The statement called on “the directors of public and private schools, as well as associations registering Syrian students in their educational programs, not to enroll any Syrian student [in the upcoming academic year] before ensuring they possess legitimate residency issued by the General Security and are registered with the municipality.”
Earlier this summer, on June 25, the municipality of Sin El-Fil issued a similar circular calling on private and public schools not to enroll students without legitimate residency from the Lebanese government “in order to safeguard the rights of Lebanese citizens.”
In what is a new episode of Lebanese authorities’ crackdown on Syrians’ access to basic needs and services, children and their futures are the main victims.

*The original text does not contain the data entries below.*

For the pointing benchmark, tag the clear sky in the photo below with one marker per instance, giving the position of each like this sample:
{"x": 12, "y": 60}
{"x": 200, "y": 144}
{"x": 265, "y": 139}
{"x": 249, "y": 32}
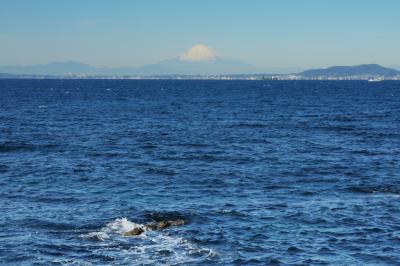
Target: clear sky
{"x": 278, "y": 33}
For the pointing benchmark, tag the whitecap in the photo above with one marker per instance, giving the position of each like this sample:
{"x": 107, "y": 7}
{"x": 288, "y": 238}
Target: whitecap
{"x": 151, "y": 247}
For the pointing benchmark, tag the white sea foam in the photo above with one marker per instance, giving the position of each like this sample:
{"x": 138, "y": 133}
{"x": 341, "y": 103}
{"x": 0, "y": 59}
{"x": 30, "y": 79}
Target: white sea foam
{"x": 151, "y": 246}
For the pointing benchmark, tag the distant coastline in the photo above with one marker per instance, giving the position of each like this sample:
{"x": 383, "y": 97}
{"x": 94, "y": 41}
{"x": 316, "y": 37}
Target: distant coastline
{"x": 359, "y": 72}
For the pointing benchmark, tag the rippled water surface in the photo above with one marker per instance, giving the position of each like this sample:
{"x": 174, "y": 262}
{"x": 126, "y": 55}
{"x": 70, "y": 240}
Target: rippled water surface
{"x": 263, "y": 172}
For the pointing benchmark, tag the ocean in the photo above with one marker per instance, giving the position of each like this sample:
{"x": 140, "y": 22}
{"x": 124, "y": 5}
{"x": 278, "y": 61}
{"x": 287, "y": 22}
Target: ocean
{"x": 262, "y": 172}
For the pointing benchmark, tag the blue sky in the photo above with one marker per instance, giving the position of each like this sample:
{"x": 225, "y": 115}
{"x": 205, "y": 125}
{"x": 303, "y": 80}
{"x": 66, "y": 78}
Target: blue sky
{"x": 284, "y": 33}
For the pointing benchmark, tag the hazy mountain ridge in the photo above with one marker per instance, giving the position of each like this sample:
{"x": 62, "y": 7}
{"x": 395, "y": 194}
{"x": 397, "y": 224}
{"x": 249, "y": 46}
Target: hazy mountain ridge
{"x": 166, "y": 67}
{"x": 176, "y": 66}
{"x": 359, "y": 70}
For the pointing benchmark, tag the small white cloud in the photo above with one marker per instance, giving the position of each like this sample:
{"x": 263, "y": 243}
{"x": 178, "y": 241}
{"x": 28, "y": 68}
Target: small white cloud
{"x": 199, "y": 52}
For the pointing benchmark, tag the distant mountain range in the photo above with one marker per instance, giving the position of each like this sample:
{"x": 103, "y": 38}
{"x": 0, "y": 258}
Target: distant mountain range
{"x": 343, "y": 71}
{"x": 167, "y": 67}
{"x": 177, "y": 66}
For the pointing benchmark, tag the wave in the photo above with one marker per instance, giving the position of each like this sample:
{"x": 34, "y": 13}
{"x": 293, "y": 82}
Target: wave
{"x": 150, "y": 247}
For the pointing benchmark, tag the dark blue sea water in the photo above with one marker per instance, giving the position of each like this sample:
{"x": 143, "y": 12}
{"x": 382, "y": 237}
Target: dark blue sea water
{"x": 263, "y": 172}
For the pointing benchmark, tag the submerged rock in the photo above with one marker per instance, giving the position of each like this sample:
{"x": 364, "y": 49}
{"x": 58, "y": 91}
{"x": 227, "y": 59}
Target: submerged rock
{"x": 154, "y": 226}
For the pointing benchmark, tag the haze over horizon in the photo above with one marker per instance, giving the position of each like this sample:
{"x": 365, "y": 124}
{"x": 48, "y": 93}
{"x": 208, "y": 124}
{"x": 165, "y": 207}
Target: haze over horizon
{"x": 266, "y": 34}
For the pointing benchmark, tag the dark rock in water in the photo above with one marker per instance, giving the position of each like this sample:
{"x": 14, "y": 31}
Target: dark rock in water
{"x": 154, "y": 226}
{"x": 135, "y": 232}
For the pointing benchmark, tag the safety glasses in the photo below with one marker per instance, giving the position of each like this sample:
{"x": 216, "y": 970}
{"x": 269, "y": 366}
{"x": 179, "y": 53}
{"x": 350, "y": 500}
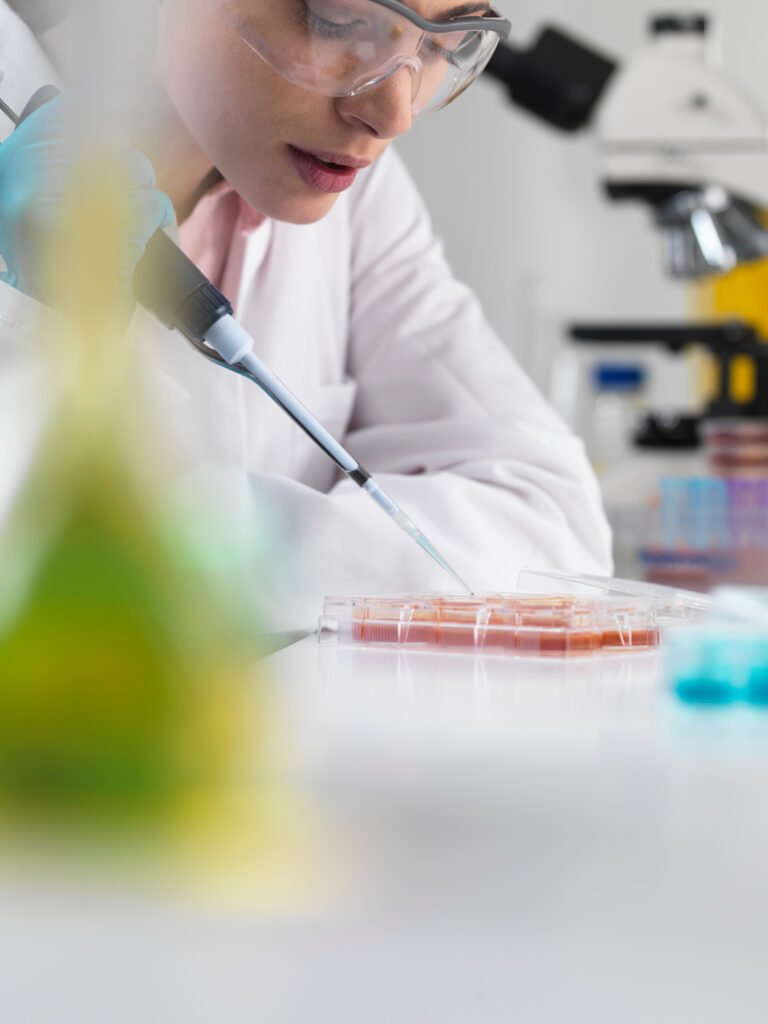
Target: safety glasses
{"x": 344, "y": 47}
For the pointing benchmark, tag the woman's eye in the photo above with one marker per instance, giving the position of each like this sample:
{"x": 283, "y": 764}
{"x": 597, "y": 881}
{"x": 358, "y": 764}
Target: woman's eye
{"x": 433, "y": 51}
{"x": 326, "y": 29}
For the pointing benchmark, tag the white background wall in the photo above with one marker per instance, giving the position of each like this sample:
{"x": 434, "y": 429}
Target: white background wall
{"x": 519, "y": 205}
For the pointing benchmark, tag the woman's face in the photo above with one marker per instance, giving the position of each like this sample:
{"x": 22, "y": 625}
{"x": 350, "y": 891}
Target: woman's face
{"x": 264, "y": 134}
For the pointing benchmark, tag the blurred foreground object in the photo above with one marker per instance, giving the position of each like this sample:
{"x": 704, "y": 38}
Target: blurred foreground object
{"x": 725, "y": 659}
{"x": 127, "y": 691}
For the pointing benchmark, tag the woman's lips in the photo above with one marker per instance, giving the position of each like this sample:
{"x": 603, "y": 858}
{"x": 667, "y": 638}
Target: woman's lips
{"x": 318, "y": 174}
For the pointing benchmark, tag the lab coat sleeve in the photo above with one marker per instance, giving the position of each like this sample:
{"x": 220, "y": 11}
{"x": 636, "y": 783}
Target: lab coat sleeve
{"x": 449, "y": 424}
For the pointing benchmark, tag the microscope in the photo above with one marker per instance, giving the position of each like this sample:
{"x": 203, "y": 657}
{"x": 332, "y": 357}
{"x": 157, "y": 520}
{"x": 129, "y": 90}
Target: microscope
{"x": 676, "y": 132}
{"x": 679, "y": 134}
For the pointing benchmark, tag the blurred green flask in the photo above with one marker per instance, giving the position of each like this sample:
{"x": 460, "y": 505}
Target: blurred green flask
{"x": 127, "y": 687}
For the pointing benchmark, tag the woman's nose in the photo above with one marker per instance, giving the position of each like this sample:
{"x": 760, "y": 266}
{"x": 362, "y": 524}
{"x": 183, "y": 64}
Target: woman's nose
{"x": 385, "y": 110}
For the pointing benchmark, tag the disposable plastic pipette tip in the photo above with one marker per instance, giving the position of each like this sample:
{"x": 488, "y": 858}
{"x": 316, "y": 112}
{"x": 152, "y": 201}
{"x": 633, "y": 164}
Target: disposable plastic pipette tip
{"x": 430, "y": 549}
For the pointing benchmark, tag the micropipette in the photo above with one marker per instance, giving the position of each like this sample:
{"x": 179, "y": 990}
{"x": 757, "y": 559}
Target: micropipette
{"x": 171, "y": 287}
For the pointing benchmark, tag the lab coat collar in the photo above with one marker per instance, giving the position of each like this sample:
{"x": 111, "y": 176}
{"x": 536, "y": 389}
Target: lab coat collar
{"x": 24, "y": 66}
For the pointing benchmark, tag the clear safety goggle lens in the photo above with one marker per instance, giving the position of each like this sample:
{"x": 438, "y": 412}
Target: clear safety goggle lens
{"x": 344, "y": 47}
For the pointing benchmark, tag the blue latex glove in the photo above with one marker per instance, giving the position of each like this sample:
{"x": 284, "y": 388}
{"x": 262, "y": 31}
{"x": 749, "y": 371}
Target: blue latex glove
{"x": 35, "y": 164}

In a post on social media, news and media website Akhbar AlSaha expressed that it is “bewildering that municipalities have the authority to decide who should be barred from education within their jurisdictions.”
“This issue sparks not only surprise but also some limited astonishment when placed in context,” the platform added.
“For over a year now, municipalities have been encouraged to tighten restrictions on Syrians, inventing new powers and duties […], all based on an authoritarian decision of inciting against them and holding them responsible for financial and economic collapse.”
The statement added that “both the Free Patriotic Movement and the Lebanese Forces have repeatedly called for the prevention of Syrian refugees, including those registered with the United Nations High Commissioner for Refugees (UNHCR), from enrolling in schools, arguing that [‘refugee cards’] are not legally valid.”
Symbolic, Inhumane and Unsustainable
The municipalities’ decisions and the initiatives of ruling class parties to restrain Syrian children’s access to education can only be viewed as one that is inhumane and unsustainable from a policy perspective.
On one hand, limiting children’s access to education threatens their career and personal growth prospects, all while increasing risks of child labor and other forms of child exploitation and abuse.
On the other, limiting Syrian children’s access to education, amidst absent elaborate plans to address the refugee crisis, is only bound to create a generation of uneducated adults, unable to contribute with skills that can be learned institutionally to the Lebanese economy, not to mention a potential future increase in poverty rates and the accompanying issues that might arise.
Rejecting education for children, regardless of their registration status, is a loss-loss act for both Syrians themselves and Lebanon as a whole, and can only be viewed as a posturing, populist decision, filled with inhumanity and a lack in calculated thinking.